In many prokaryotes and eukaryotes, the DNA comprising the genetic makeup of the cells and their organelles can vary significantly in size and topology. In mammals, nuclear chromosomal DNA is linear and ranges in size from tens to hundreds of megabases (Mbs). In addition to chromosomal DNA, each mammalian cell typically carries within its mitochondria thousands of copies of circular 16 kilobase (kb) DNA per cell (Vetri et al, 1990).

Recent studies have shown that eukaryotic cells also contain extra-chromosomal DNA (ecDNA) loops derived from nuclear DNA. In normal cells, these DNAs are small, typically less than 20kb in size, and are often associated with repetitive chromosomal sequences (Moller, et al, 2018). However, in cancer cells larger circular ecDNA can also be found, ranging in size from 10kb to several Mb in size, carrying amplified oncogenes or drug-resistant genes (reviewed Verhaak, et al, 2019).

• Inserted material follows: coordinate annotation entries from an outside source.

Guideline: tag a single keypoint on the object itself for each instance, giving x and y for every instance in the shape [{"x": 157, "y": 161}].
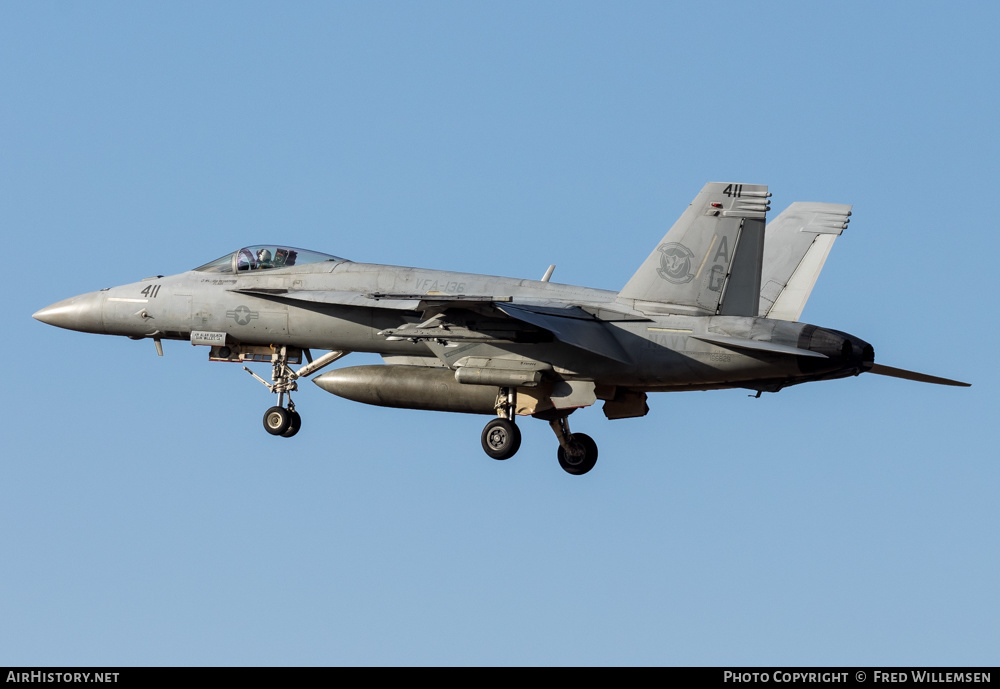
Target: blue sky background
[{"x": 147, "y": 519}]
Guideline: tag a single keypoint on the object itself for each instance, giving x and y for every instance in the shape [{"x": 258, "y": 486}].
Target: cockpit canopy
[{"x": 264, "y": 257}]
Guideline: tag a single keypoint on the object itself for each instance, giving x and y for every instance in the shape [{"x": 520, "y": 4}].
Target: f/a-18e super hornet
[{"x": 715, "y": 305}]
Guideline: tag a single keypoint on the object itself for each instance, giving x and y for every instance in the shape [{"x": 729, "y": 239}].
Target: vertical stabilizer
[{"x": 710, "y": 260}]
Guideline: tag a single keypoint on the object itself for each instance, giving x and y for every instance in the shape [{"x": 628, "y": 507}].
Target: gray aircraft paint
[{"x": 691, "y": 318}]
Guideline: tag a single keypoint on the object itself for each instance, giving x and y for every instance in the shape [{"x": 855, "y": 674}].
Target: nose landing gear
[{"x": 283, "y": 420}]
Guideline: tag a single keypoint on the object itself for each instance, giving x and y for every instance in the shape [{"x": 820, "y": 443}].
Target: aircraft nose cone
[{"x": 83, "y": 313}]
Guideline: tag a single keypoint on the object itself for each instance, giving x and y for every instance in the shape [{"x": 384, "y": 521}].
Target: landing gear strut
[
  {"x": 284, "y": 420},
  {"x": 501, "y": 438}
]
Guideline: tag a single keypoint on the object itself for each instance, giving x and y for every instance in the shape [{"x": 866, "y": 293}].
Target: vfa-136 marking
[{"x": 715, "y": 305}]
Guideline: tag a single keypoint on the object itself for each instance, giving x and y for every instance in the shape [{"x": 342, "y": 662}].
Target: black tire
[
  {"x": 277, "y": 420},
  {"x": 294, "y": 424},
  {"x": 581, "y": 461},
  {"x": 501, "y": 438}
]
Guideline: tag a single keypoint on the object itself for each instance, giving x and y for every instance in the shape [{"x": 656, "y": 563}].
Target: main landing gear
[
  {"x": 501, "y": 438},
  {"x": 283, "y": 420}
]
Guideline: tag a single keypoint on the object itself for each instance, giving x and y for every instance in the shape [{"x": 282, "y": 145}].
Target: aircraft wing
[
  {"x": 796, "y": 244},
  {"x": 569, "y": 324},
  {"x": 374, "y": 300}
]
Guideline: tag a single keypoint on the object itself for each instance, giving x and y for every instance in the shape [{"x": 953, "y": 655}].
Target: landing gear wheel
[
  {"x": 294, "y": 424},
  {"x": 583, "y": 455},
  {"x": 501, "y": 438},
  {"x": 277, "y": 420}
]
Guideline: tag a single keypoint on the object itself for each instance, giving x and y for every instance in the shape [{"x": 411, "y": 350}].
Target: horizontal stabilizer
[
  {"x": 913, "y": 375},
  {"x": 757, "y": 345},
  {"x": 796, "y": 244}
]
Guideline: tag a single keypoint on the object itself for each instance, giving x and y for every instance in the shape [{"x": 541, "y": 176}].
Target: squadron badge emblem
[
  {"x": 675, "y": 263},
  {"x": 242, "y": 315}
]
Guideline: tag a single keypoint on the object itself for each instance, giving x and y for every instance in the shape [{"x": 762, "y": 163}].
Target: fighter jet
[{"x": 715, "y": 305}]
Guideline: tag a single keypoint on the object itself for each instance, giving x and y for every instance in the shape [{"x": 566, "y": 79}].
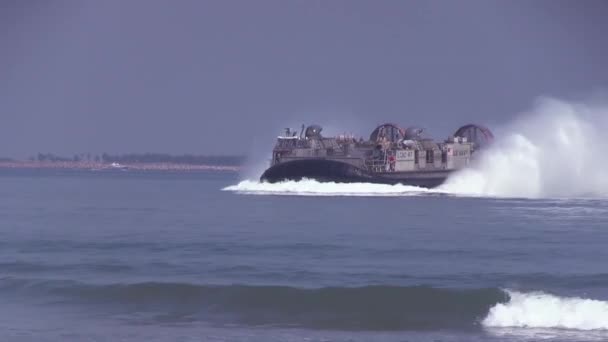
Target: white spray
[
  {"x": 557, "y": 150},
  {"x": 541, "y": 310}
]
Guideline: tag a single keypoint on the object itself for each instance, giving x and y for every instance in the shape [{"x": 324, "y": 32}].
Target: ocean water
[{"x": 132, "y": 256}]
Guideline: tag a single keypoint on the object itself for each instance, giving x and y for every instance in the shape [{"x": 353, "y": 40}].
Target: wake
[
  {"x": 557, "y": 150},
  {"x": 309, "y": 187},
  {"x": 541, "y": 310}
]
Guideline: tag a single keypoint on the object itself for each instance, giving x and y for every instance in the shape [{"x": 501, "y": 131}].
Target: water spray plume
[{"x": 557, "y": 150}]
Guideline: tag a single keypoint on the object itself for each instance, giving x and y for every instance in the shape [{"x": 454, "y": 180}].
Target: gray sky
[{"x": 212, "y": 77}]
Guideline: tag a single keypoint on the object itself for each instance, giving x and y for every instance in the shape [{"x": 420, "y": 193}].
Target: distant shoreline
[{"x": 99, "y": 166}]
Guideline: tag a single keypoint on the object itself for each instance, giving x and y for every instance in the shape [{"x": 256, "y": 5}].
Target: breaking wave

Similarly, in bacterial cells, large circular chromosomes with an average size of about 4Mb (the chromosome sizes of bacteria range from hundreds of kb down to tens of Mb down in size) often exist, and bacteria also carry smaller circular ecDNA, commonly referred to as plasmids (Francia et al, 2004. The size of these plasmids typically ranges from a single kb to several hundred kb in size. In pathogenic bacteria, such plasmids often carry genes that influence virulence, host range, and drug resistance (pila and Tang, 2018.

In both bacterial and mammalian cells, extrachromosomal DNA typically comprises a small fraction of the total cellular DNA. Currently, most molecular characterization of extrachromosomal DNA is performed bioinformatically using whole genome sequence data and de novo sequence assembly algorithms. Using high coverage of whole genome sequence data, it is often possible to assemble ecDNA sequences into a single circular contig. However, when ecDNA is closely related to chromosomal DNA sequences, assembly of ecDNA may be difficult if they have significant levels of rearrangement (Wu et al, 2019).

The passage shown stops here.